2 g of toner was weighed into a 20 mL capacity plastic container and allowed to stand in a thermostat set at 60 ° C. for 3 hours to obtain a toner for heat resistant storage stability evaluation. Thereafter, the toner for heat-resistant storage stability evaluation was sieved using a 200 mesh (75 μm mesh) sieve under the conditions of rheostat scale 5 and time 30 seconds according to the manual of a powder tester (manufactured by Hosokawa Micron Corporation). . After sieving, the mass of toner remaining on the sieve was measured. From the mass of the toner before sieving and the mass of the toner remaining on the sieving after sieving, the degree of aggregation (%) was calculated according to the following formula. From the calculated degree of aggregation, heat resistant storage stability was evaluated according to the following criteria. Evaluation of “◯ (good)” was accepted.
Aggregation degree (%) = (mass of toner remaining on sieve / mass of toner before sieving) × 100
○ (Good): The degree of aggregation is 30% or less.
X (not good): the degree of aggregation exceeds 30%.

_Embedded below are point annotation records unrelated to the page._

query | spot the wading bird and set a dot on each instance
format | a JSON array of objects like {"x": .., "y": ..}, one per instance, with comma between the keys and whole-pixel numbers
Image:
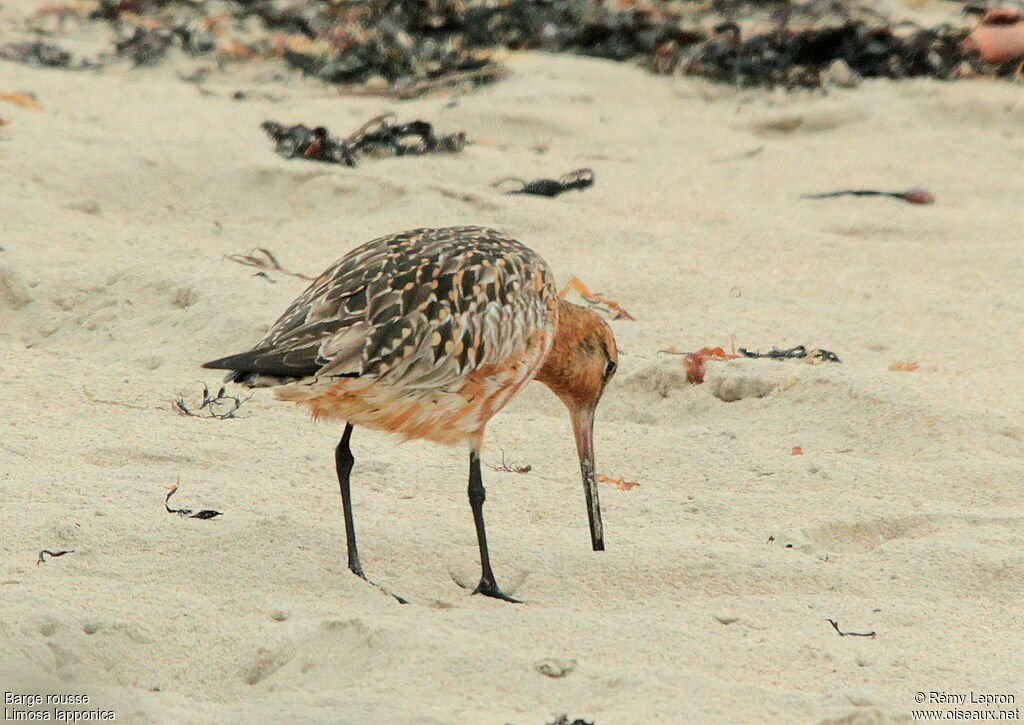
[{"x": 428, "y": 334}]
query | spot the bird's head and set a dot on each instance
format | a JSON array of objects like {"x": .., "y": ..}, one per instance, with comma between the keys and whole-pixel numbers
[{"x": 581, "y": 363}]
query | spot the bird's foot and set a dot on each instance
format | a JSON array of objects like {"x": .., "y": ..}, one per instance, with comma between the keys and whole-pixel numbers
[
  {"x": 357, "y": 570},
  {"x": 488, "y": 588}
]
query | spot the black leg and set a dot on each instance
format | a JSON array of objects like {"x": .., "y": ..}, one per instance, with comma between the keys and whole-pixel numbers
[
  {"x": 487, "y": 586},
  {"x": 344, "y": 461}
]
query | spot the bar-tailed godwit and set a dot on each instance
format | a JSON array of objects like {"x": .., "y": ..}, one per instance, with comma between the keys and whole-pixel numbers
[{"x": 428, "y": 334}]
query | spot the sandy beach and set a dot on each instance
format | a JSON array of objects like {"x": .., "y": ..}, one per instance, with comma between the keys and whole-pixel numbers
[{"x": 122, "y": 195}]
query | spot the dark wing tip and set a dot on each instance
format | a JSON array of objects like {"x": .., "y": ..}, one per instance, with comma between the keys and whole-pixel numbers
[
  {"x": 229, "y": 363},
  {"x": 299, "y": 363}
]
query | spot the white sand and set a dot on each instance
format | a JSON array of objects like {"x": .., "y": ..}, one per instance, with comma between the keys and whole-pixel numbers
[{"x": 121, "y": 198}]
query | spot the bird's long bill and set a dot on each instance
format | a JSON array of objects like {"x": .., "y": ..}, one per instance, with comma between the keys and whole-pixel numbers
[{"x": 583, "y": 426}]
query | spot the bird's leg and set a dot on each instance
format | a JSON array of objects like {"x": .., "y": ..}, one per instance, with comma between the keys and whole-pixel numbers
[
  {"x": 487, "y": 586},
  {"x": 344, "y": 461}
]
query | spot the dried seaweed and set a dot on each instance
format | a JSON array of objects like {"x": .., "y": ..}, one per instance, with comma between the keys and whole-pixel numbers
[
  {"x": 620, "y": 482},
  {"x": 696, "y": 361},
  {"x": 911, "y": 196},
  {"x": 579, "y": 179},
  {"x": 220, "y": 407},
  {"x": 263, "y": 258},
  {"x": 409, "y": 47},
  {"x": 46, "y": 552},
  {"x": 564, "y": 720},
  {"x": 37, "y": 52},
  {"x": 510, "y": 467},
  {"x": 26, "y": 100},
  {"x": 798, "y": 352},
  {"x": 841, "y": 633},
  {"x": 379, "y": 136},
  {"x": 187, "y": 513}
]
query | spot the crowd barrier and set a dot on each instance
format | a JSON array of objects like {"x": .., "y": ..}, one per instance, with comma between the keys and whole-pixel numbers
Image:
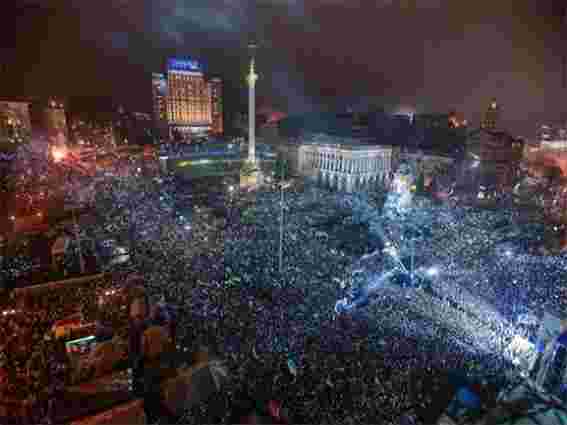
[
  {"x": 51, "y": 286},
  {"x": 131, "y": 413}
]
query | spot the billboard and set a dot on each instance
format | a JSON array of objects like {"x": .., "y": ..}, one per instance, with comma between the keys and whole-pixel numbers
[{"x": 184, "y": 65}]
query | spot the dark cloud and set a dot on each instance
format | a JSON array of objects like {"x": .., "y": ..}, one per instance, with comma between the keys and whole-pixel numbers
[{"x": 433, "y": 54}]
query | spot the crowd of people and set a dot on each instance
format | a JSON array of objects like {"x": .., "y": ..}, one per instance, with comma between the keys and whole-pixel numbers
[{"x": 277, "y": 331}]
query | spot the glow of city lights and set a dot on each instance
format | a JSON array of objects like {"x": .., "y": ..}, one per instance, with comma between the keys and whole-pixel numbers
[
  {"x": 58, "y": 154},
  {"x": 432, "y": 271}
]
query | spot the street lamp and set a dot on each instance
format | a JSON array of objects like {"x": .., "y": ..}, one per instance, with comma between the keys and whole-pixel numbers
[{"x": 78, "y": 237}]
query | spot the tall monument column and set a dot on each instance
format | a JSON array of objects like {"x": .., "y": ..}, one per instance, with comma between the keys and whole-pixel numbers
[{"x": 252, "y": 77}]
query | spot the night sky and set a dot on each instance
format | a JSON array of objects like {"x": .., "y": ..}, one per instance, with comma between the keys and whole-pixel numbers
[{"x": 431, "y": 55}]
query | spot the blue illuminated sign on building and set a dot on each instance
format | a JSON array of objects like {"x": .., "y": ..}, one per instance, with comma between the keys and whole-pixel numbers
[{"x": 184, "y": 65}]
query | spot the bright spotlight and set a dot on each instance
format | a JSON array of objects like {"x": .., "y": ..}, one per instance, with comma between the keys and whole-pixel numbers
[{"x": 432, "y": 271}]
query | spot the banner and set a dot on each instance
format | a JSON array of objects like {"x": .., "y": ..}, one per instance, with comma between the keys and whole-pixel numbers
[{"x": 549, "y": 328}]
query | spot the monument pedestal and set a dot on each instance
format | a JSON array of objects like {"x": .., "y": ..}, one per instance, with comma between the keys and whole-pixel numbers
[{"x": 250, "y": 180}]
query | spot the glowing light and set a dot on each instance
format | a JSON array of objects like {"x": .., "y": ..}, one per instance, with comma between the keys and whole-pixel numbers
[
  {"x": 58, "y": 154},
  {"x": 432, "y": 271}
]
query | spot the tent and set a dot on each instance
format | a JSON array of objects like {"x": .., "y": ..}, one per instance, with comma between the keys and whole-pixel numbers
[{"x": 60, "y": 246}]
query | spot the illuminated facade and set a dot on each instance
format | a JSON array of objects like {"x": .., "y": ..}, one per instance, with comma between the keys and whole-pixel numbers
[
  {"x": 188, "y": 97},
  {"x": 15, "y": 124},
  {"x": 491, "y": 116},
  {"x": 216, "y": 105},
  {"x": 159, "y": 91},
  {"x": 344, "y": 164},
  {"x": 55, "y": 122}
]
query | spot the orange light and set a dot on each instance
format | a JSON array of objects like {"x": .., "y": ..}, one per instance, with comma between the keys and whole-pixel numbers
[{"x": 59, "y": 154}]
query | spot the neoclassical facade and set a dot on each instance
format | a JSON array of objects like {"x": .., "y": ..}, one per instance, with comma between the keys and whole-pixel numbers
[{"x": 344, "y": 164}]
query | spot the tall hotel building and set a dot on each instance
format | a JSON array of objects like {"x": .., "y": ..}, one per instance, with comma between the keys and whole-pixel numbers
[
  {"x": 184, "y": 101},
  {"x": 216, "y": 104}
]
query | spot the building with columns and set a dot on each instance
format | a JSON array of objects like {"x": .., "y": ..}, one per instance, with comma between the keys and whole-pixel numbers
[{"x": 344, "y": 164}]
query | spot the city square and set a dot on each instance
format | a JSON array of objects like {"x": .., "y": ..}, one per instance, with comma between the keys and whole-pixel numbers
[{"x": 270, "y": 212}]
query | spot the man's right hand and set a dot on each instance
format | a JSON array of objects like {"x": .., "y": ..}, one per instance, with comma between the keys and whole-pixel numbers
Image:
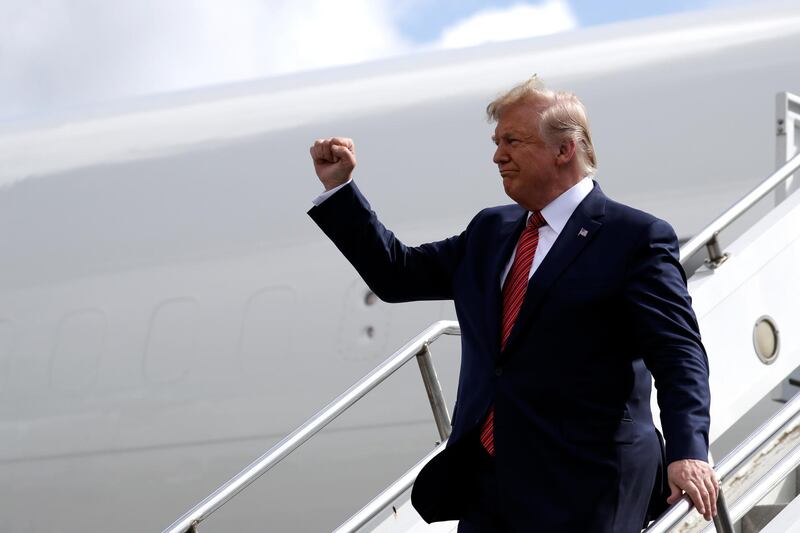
[{"x": 334, "y": 160}]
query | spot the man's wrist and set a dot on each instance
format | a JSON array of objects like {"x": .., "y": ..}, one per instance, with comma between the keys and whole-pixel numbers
[{"x": 329, "y": 192}]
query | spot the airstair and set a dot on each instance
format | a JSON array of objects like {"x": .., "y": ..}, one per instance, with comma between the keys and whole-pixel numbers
[{"x": 745, "y": 295}]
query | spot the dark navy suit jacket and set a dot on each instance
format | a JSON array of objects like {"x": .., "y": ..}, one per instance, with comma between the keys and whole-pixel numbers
[{"x": 576, "y": 449}]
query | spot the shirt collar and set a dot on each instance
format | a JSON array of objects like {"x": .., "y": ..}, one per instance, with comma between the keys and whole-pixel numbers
[{"x": 557, "y": 212}]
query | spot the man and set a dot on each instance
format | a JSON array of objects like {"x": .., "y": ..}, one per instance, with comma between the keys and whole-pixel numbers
[{"x": 567, "y": 302}]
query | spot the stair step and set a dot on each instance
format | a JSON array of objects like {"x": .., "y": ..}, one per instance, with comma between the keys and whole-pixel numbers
[{"x": 759, "y": 516}]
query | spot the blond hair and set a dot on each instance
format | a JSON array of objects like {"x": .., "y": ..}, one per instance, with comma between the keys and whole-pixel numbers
[{"x": 564, "y": 117}]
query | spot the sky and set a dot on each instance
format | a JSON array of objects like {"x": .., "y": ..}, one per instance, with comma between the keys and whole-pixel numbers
[{"x": 61, "y": 55}]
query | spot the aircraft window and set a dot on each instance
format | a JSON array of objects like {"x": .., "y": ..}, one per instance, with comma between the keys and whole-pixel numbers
[
  {"x": 171, "y": 340},
  {"x": 78, "y": 350}
]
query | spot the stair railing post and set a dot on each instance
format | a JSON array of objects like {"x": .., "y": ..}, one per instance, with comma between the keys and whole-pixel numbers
[{"x": 434, "y": 390}]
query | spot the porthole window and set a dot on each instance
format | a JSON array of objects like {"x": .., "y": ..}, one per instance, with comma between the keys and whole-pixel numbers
[{"x": 766, "y": 339}]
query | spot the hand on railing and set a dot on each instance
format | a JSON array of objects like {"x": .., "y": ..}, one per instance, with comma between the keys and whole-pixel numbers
[{"x": 698, "y": 480}]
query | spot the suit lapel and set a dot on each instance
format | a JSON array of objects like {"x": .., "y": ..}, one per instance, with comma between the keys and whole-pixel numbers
[
  {"x": 578, "y": 232},
  {"x": 508, "y": 235}
]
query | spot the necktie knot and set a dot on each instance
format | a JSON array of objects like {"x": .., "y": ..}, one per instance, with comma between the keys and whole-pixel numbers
[{"x": 537, "y": 220}]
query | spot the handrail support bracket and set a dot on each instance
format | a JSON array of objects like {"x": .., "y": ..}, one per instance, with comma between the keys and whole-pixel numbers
[{"x": 715, "y": 254}]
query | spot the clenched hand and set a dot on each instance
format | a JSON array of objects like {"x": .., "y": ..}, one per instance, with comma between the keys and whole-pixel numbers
[{"x": 334, "y": 160}]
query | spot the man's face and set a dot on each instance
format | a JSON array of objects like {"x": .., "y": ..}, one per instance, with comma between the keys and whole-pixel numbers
[{"x": 526, "y": 163}]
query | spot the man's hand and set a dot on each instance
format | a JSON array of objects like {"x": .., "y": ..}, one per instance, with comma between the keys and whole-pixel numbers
[
  {"x": 698, "y": 480},
  {"x": 334, "y": 160}
]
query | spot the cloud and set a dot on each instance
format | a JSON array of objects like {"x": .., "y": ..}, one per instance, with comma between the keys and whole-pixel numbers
[
  {"x": 57, "y": 54},
  {"x": 517, "y": 22},
  {"x": 63, "y": 53}
]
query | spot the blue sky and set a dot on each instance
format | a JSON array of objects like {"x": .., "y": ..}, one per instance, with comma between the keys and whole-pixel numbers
[{"x": 58, "y": 55}]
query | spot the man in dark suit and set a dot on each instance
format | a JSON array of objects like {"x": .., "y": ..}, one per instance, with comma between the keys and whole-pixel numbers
[{"x": 568, "y": 302}]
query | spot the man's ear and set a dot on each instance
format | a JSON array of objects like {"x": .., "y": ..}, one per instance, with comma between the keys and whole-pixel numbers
[{"x": 566, "y": 151}]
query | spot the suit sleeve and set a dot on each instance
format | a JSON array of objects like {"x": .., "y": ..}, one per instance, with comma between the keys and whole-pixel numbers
[
  {"x": 667, "y": 336},
  {"x": 394, "y": 271}
]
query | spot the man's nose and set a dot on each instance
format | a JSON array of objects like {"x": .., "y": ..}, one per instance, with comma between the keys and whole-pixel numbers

[Preparation of two-component developer]
The toners of Examples 1 to 18 and Comparative Examples 1 to 7 were evaluated for low-temperature fixability and high-temperature offset resistance according to the following methods. For the evaluation of the low-temperature fixability and the high-temperature offset resistance, a two-component developer prepared according to the following method and the toners of Examples 1 to 18 and Comparative Examples 1 to 7 were used.

  A carrier for developer (carrier for TASKalfa 5550 manufactured by Kyocera Document Solutions Co., Ltd.) and 10% by mass of toner (one of toners of Examples 1 to 18 and Comparative Examples 1 to 7) based on the mass of the carrier; Were mixed for 30 minutes using a bowl mill to prepare a two-component developer for evaluation.

(4) Low-temperature fixability A printer (“FS-C5250DN” manufactured by Kyocera Document Solutions Inc.) remodeled so that the fixing temperature can be adjusted was used as an evaluation machine. Any two-component developer prepared as described above was put into the developing section of the evaluation machine, and the toner corresponding to the two-component developer was put into the toner container of the evaluation machine. In the evaluation machine, the linear velocity was set to 200 mm / second and the toner applied amount was set to 1.0 mg / cm ² , and an unfixed solid image was formed on the recording medium. In the range of 100 ° C. to 200 ° C., the fixing temperature of the fixing device of the evaluator was increased from 100 ° C. by 5 ° C. to fix an unfixed solid image. The recording medium on which the solid image was fixed was folded in half so that the surface on which the image was formed was on the inside, and a 1 kg weight covered with a fabric was used to reciprocate the crease 5 times. Next, the recording medium was expanded, and when the toner peeling at the bent portion was 1 mm or less, it was determined as “◯ (passed)”, and when it exceeded 1 mm, it was determined as “x (failed)”. The lowest fixing temperature at which the toner peeling was determined to be “◯ (passed)” was defined as the minimum fixing temperature. The low temperature fixability was evaluated according to the following criteria.
○ (Pass): The minimum fixing temperature is 135 ° C. or lower.
X (failed): The minimum fixing temperature exceeds 135 ° C.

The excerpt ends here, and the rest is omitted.